Gerakan kaum muda menentang kekerasan bersenjata di seluruh Amerika Serikat berbarengan dengan suatu kecenderungan yang menarik sehubungan dengan agama Buddha di Amerika.

Agama Buddha merupakan satu-satunya agama yang berhasil menarik umat baru yang lebih muda — pada tahun 2007, 23% umat Buddha berada pada kisaran usia antara 18 hingga 29, tetapi 10 tahun kemudian, angka tersebut dengan antusias berkembang menjadi 34% (Pew Research Center).

Seorang akademisi di UC Berkeley, Layne R. Little, menyatakan bahwa agama Buddha dapat mencapai ranah baru ini, berkat persepsi publik tentang Dharma sebagai sebuah ajaran yang pragmatis, yang berfokus pada pemahaman tentang hakikat pikiran, kondisi manusia, serta mengatasi penderitaan.

Dunia berada dalam kondisi yang makin tidak stabil dan tidak pasti, maka makin bertambah jumlah organisasi Buddhis yang nampaknya merasa bahwa suatu pendekatan melalui keterlibatan atau pendekatan secara manusiawi (humanis) terhadap keyakinan dan praktik, yang dikombinasikan dengan kepedulian terhadap masyarakat, sangatlah dibutuhkan.

Para pendukung agama Buddha yang melibatkan diri/humanistik telah membawa obor pembuka jalan selama puluhan tahun.

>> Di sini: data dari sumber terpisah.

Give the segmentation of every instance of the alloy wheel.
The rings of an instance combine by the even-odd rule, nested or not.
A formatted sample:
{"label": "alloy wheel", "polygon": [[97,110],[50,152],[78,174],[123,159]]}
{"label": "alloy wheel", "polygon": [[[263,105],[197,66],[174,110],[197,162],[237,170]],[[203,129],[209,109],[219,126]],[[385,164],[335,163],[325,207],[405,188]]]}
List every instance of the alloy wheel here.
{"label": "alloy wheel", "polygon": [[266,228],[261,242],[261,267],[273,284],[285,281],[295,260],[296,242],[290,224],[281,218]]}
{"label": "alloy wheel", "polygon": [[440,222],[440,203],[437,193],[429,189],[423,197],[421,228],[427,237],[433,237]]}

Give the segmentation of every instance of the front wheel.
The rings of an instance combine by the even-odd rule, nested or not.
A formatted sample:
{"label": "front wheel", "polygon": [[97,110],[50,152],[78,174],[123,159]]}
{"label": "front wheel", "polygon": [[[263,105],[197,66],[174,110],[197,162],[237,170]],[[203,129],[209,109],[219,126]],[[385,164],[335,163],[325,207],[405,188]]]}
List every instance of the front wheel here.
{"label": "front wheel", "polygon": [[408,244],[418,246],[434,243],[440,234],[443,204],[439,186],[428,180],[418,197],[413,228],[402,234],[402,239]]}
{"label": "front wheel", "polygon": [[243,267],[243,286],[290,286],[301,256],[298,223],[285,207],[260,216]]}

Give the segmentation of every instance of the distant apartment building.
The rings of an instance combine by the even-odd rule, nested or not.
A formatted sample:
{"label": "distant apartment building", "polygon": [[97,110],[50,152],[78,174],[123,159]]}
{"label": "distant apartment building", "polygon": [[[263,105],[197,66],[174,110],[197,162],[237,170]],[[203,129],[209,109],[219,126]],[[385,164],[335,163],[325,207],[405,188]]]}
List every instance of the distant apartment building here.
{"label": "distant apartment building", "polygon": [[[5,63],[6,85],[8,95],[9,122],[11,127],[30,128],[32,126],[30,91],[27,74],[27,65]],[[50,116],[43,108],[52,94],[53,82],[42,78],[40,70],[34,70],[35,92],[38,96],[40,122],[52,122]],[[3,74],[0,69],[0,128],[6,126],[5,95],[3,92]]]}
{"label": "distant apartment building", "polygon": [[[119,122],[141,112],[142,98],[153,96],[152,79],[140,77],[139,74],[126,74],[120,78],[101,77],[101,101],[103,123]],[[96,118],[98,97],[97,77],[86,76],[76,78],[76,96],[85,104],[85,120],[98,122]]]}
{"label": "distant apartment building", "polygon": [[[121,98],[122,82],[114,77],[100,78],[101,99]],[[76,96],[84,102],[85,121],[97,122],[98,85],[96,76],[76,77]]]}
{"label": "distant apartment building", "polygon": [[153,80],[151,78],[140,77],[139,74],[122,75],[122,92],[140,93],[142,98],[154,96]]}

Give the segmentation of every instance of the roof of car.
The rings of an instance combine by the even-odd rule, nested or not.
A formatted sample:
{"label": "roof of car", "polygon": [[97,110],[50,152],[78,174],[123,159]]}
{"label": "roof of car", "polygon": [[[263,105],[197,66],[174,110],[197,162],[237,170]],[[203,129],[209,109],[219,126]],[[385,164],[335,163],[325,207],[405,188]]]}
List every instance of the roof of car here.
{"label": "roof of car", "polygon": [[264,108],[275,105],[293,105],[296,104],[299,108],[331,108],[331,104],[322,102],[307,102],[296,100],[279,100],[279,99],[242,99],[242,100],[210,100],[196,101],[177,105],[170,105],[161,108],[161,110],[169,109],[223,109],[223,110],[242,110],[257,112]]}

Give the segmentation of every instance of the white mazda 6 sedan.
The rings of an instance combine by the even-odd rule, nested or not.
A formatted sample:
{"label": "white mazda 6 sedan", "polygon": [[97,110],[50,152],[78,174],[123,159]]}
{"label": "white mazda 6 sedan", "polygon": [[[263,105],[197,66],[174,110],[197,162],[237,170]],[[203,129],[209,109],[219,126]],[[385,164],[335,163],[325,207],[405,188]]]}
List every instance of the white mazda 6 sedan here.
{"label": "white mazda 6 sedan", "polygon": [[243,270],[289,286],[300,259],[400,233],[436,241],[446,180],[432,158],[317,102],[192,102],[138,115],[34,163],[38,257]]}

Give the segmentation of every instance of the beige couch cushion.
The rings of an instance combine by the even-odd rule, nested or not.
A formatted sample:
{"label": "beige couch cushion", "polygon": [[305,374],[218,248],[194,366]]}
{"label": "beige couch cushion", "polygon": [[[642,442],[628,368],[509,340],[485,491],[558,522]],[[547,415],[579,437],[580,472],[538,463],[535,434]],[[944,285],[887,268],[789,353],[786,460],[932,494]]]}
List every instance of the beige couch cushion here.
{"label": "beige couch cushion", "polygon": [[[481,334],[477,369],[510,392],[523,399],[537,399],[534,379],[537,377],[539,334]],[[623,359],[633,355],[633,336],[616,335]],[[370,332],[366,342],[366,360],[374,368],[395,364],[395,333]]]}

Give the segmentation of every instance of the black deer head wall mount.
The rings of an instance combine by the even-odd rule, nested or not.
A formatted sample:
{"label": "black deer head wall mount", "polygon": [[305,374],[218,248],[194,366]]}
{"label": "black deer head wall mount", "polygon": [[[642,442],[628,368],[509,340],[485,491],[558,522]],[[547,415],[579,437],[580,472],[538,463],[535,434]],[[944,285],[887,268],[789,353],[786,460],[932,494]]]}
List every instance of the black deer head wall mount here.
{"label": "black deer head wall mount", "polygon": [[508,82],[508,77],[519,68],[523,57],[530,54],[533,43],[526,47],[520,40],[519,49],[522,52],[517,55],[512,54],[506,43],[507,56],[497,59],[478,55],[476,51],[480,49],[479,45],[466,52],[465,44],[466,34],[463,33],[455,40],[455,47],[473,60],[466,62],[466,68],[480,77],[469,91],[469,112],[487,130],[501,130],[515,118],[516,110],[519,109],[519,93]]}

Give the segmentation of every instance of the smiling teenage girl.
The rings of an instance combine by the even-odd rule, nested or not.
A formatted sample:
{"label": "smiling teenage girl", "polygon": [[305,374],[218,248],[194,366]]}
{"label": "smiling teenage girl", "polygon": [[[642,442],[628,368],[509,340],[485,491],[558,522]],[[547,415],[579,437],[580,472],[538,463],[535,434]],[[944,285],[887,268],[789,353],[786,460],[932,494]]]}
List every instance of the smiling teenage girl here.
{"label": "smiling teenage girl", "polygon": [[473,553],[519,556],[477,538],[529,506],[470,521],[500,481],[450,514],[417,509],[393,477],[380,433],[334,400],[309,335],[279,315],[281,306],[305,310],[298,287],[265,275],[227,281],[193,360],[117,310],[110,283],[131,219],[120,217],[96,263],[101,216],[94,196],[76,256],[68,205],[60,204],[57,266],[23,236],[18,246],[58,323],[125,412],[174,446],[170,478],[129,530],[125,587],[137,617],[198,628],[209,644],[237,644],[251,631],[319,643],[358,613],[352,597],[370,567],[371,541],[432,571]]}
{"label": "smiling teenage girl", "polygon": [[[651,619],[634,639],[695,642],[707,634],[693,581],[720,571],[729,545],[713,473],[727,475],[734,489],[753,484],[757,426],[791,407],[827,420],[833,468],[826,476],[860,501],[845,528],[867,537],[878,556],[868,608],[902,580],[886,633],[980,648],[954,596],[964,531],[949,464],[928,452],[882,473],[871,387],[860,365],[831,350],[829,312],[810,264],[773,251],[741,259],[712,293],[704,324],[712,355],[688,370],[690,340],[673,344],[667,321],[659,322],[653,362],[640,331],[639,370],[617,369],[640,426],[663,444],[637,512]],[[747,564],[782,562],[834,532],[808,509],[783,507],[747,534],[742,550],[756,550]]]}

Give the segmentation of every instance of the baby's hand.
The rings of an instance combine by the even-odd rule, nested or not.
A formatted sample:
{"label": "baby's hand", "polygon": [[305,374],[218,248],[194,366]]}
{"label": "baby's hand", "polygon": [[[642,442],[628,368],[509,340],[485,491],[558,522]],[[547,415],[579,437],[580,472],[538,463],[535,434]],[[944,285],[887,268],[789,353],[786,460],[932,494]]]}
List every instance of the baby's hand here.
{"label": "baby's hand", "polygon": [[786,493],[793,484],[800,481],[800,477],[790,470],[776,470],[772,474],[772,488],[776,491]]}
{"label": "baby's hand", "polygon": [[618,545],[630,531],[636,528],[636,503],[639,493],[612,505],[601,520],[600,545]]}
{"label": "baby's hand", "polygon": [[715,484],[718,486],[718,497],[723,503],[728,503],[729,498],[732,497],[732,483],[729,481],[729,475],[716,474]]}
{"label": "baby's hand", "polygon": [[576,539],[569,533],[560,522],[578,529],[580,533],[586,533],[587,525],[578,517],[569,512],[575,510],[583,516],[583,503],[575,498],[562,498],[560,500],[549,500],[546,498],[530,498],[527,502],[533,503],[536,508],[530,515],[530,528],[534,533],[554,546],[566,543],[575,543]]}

Mereka berasal dari beragam tradisi dan agama dari berbagai belahan dunia, mulai dari Bhikkhu Bodhi, Thich Nhat Hanh, hingga Master Hsing Yun.

Kaum muda

Berbagai institusi dan kaum muda perlu bekerja bersama untuk saling memahami serta saling terbuka satu sama lain. Hubungan yang saling menguntungkan kedua pihak ini akan dapat menjadi kunci untuk menyembuhkan penderitaan dan kegalauan yang dirasakan kebanyakan kaum muda dewasa ini, dan bisa menyuntikkan kehidupan serta cara pandang yang baru pada struktur konvensional kita.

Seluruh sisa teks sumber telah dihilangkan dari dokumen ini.